Besteht eine signifikante Obstruktion des LVOT bei symptomatischen HOCM-Patient:innen, empfehlen die aktuellen Richtlinien der Europäischen Gesellschaft für Kardiologie (ESC) eine Erstlinientherapie mit Beta-Blockern oder Nicht-Dihydropyridin-Kalziumkanalblockern. Sollte trotz maximal tolerierter Dosis eine entsprechende Symptomatik bestehen, ist in weiterer Folge eine Therapie mit dem ersten spezifischen Therapeutikum in Erwägung zu ziehen.

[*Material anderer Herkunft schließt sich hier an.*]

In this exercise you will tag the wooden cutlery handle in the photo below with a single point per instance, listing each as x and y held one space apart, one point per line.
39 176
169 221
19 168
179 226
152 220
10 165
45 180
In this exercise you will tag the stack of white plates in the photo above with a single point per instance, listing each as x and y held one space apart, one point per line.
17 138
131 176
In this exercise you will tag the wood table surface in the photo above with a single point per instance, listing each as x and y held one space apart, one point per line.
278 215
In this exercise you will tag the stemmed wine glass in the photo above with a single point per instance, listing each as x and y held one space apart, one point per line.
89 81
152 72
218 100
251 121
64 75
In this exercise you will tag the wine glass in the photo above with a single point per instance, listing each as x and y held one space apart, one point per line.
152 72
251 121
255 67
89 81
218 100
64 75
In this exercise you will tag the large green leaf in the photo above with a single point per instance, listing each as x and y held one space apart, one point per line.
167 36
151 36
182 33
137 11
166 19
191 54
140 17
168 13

Es handelt sich bei der Substanz Mavacamten um einen selektiven, reversiblen Myosininhibitor, der aktiv in den Kontraktionsablauf eingreift, indem die vorherrschende Hyperkontraktilität abgeschwächt und somit der LVOT-Gradient reduziert wird.

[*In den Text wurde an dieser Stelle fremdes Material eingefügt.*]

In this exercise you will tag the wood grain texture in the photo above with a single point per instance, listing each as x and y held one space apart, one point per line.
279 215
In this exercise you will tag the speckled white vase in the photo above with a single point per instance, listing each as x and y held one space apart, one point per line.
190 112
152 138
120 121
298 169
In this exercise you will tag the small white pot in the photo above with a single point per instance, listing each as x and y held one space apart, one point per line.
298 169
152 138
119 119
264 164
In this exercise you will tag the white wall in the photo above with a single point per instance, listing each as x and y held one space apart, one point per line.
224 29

Die Zulassungsstudie EXPLORER-HCM konnte auf beeindruckende Weise zeigen, dass Patient:innen mit Mavacamten sowohl von der subjektiven Symptomatik als auch anhand objektivierbarer Parameter (maximale Sauerstoffaufnahme, maximaler LVOT-Gradient) signifikant besser abschnitten als die Patient:innen in der Placebogruppe. Erfreulicherweise fand sich auch in den Langzeitdaten der Erweiterungsstudien keine relevante Einschränkung der linksventrikulären Pumpfunktion.

Weiters konnte in der Studie VALOR-HCM gezeigt werden, dass nach entsprechender Mavacamten-Therapie signifikant weniger Patient:innen für eine invasive Therapie wie die katheterinterventionelle Alkoholablation oder die chirurgische Myektomie geeignet waren im Vergleich zu Placebo. Diese Ergebnisse spiegeln sich auch in den aktuellen Leitlinien wider, wonach eine Mavacamten-Therapie im Therapiealgorithmus noch vor den invasiven Verfahren in Betracht gezogen werden soll (Abb.). Eine wichtige Voraussetzung für die Einleitung dieser Therapie ist u. a. eine linksventrikuläre Auswurffraktion > 55 %.

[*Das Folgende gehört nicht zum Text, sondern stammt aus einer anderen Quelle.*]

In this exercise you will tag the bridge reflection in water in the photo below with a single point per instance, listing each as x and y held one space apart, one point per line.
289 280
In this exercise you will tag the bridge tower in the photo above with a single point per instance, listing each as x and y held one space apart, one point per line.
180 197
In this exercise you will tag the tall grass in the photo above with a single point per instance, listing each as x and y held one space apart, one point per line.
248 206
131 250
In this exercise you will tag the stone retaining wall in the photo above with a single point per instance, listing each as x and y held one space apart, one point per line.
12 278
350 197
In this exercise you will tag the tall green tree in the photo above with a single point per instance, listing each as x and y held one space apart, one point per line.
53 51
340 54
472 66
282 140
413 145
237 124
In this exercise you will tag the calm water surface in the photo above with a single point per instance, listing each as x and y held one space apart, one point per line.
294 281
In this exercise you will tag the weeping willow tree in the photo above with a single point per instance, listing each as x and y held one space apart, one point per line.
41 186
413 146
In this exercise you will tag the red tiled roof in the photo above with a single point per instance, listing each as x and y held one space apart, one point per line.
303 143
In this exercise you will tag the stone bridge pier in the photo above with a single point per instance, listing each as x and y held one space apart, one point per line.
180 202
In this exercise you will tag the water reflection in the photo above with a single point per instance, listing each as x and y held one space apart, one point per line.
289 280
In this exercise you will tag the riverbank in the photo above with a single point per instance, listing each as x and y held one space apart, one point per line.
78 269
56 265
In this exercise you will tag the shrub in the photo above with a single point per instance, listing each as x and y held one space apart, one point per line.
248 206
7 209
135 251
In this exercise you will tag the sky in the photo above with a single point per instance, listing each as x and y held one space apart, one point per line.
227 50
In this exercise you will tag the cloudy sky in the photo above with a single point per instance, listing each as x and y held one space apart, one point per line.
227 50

Abb.: Therapiealgorithmus zur Behandlung der hypertroph-obstruktiven Kardiomyopathie

Risikostratifizierung

Ein weiterer wesentlicher Bestandteil im Management der HCM ist die regelmäßige Risikostratifizierung hinsichtlich des plötzlichen Herztodes. In den meisten Studien zeigte sich das jährliche Risiko bei 1–2% aller HCM-Patient:innen. Während die führenden Arrhythmien zweifellos spontanes Kammerflimmern bzw. ventrikuläre Tachykardien darstellen, können auch höhergradige AV-Blockierungen bzw. spontane Asystolien auftreten. Sowohl die amerikanische als auch die europäische kardiologische Gesellschaft haben Scores entwickelt, die anhand anamnestischer, klinischer und bildgebender Parameter ein entsprechendes 5-Jahres-Risiko für den plötzlichen Herztod aufzeigen. Auf Basis dieser Wahrscheinlichkeit wird individuell die Dringlichkeit bzw. Notwendigkeit einer primärprophylaktischen Defibrillatorimplantation entschieden. Ob eine aktive Therapie mit Mavacamten das Arrhythmierisiko langfristig reduzieren kann, ist Gegenstand laufender Studien und bleibt eine spannende Frage für die Zukunft.

Genetische Testung

Obwohl ein genetischer Genotyp nicht zwangsläufig mit der Ausprägung eines klinischen Phänotyps vergesellschaftet sein muss, hat das genetische Testen in den aktuellen europäischen Richtlinien eine enorme Aufwertung erfahren. Vorausgesetzt, dass kompetente genetische Beratung mit entsprechender Expertise sichergestellt werden kann, soll eine genetische Testung sowohl zur Diagnosesicherung als auch zum familiären Screening bei einer bereits gesicherten Mutation eines Familienmitglieds durchgeführt werden.